Stewart has scored seven of his nine goals in 20 games since Dec. 2. Schroeder has three goals and four assists in 10 games since his latest recall from Iowa. In back-to-back games in Dallas and Chicago, Schroeder teed up Stewart for goals with perfect passes.
“We’re feeding off each other,” Schroeder said when asked about their, uh, chemistry. “I think we’ve got a good mix of things going on and it’s working.”
In Sunday’s come-from-behind win, it was the fourth line that first created momentum on its first shift of the second period.
“I thought they were the best line — them and Mikko [Koivu’s] line,” Boudreau said. “They were going. When we’ve got four lines — even though we’d like to have all four lines going every night — if three of them are going, then we have a chance. … That is the great luxury of having a fourth line that can put the puck in the back of the net.”
Schroeder, 26, drafted in the first round by Vancouver in 2009, has played 292 games in the minors since his days at the University of Minnesota, only 119 in the NHL.
He has been largely a depth player with his hometown Wild. He has had to stomach constant call-ups and reassignments, five stints on waivers in the past two seasons and a harsh lesson last summer when he filed for arbitration and the team responded two weeks later by placing him on waivers.
But Schroeder says his work ethic has never wavered, which is why this recent success is so satisfying.
He has made a substantial impact, highlighted by two huge goals in two games against Montreal and setting up Jared Spurgeon’s overtime winner in Nashville after being elevated to the first line during the game.

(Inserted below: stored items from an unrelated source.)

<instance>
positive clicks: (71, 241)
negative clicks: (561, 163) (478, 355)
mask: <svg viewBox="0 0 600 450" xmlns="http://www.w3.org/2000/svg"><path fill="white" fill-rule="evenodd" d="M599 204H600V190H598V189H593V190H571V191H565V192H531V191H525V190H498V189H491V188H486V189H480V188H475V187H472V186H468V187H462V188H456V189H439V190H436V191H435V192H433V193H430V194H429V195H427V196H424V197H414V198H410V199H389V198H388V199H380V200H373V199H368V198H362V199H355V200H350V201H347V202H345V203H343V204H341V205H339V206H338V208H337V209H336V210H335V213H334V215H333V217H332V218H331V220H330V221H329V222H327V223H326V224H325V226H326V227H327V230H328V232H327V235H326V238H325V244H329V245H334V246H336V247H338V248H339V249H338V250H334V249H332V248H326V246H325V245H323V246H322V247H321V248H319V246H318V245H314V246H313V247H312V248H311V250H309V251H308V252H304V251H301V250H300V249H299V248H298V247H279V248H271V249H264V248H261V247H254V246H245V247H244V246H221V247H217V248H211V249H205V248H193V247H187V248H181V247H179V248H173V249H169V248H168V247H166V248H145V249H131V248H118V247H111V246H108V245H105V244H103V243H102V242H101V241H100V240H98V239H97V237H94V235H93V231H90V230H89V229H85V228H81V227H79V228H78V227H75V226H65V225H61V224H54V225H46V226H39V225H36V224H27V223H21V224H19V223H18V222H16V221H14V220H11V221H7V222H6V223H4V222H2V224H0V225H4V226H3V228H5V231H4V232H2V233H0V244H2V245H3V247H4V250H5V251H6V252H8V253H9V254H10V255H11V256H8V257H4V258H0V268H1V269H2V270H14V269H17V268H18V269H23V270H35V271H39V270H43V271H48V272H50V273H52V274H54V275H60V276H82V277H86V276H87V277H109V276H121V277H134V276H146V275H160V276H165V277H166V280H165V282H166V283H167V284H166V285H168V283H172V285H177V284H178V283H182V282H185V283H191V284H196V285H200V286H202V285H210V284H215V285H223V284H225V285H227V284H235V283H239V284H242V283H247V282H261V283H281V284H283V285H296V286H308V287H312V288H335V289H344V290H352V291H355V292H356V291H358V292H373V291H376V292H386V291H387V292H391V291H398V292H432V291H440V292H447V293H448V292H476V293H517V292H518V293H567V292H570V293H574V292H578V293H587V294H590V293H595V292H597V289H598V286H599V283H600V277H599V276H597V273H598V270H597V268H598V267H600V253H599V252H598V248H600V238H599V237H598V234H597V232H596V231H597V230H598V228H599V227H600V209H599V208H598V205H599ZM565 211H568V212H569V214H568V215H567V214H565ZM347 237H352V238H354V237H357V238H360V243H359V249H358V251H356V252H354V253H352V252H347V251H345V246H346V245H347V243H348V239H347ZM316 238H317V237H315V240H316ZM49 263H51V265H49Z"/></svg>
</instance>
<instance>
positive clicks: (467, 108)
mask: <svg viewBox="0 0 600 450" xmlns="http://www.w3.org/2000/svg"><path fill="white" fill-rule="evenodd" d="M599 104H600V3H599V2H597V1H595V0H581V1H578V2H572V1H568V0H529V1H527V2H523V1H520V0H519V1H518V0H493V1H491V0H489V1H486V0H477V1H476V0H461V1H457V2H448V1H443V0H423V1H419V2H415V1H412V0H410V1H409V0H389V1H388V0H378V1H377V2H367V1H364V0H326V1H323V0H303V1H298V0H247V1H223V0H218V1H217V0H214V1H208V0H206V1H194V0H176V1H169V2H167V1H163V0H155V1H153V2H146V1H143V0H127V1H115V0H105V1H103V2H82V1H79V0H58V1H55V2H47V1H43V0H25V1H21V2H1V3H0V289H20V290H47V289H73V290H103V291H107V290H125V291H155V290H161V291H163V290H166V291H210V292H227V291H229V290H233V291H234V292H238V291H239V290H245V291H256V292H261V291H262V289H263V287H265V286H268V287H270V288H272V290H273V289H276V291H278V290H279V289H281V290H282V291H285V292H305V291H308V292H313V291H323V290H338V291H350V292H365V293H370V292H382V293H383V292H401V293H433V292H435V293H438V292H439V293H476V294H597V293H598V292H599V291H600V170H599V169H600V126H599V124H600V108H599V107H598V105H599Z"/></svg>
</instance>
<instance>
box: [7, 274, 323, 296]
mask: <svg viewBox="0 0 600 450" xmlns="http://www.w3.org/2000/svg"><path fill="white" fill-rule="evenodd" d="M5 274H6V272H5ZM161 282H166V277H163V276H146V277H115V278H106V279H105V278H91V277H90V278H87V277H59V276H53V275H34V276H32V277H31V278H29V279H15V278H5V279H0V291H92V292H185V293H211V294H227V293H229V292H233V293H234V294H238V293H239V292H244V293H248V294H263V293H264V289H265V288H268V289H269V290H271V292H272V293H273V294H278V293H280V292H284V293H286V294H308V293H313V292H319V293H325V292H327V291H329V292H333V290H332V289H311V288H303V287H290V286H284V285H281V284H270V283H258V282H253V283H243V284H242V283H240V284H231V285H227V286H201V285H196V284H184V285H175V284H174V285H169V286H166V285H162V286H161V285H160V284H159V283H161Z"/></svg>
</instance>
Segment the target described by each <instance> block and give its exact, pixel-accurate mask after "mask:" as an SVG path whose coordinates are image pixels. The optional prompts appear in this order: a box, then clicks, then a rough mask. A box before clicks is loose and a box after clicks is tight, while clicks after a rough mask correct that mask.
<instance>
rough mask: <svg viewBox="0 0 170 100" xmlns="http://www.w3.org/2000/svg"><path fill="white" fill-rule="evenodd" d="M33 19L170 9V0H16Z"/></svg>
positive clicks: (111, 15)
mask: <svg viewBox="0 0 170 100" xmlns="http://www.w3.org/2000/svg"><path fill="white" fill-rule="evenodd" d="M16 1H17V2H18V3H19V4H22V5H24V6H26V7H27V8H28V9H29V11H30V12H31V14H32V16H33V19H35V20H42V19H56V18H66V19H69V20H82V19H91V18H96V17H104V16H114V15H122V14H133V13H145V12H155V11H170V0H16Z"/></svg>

He looks like a different player than his previous stints. He’s playing with the puck, moving his fast legs and driving the net rather than taking perimeter shots to the goalie’s short side.
“He was a first-rounder in this league for a reason,” Stewart said. “He’s finally getting an opportunity and a little bit of a longer leash to make some plays out there. He’s getting better every game.”
Schroeder says he isn’t worrying that any mistake will land him back in Iowa.
“You can’t think like that,” he said. “I’m getting some good breaks with points. That’s what you need sometimes in these situations. When you have some success and put up points, you’re going to be confident with the puck.”
• The Wild reassigned right winger Kurtis Gabriel to Iowa of the AHL. With five of the past six games on the road, he was called up to provide an extra body. He was scratched in the past four games.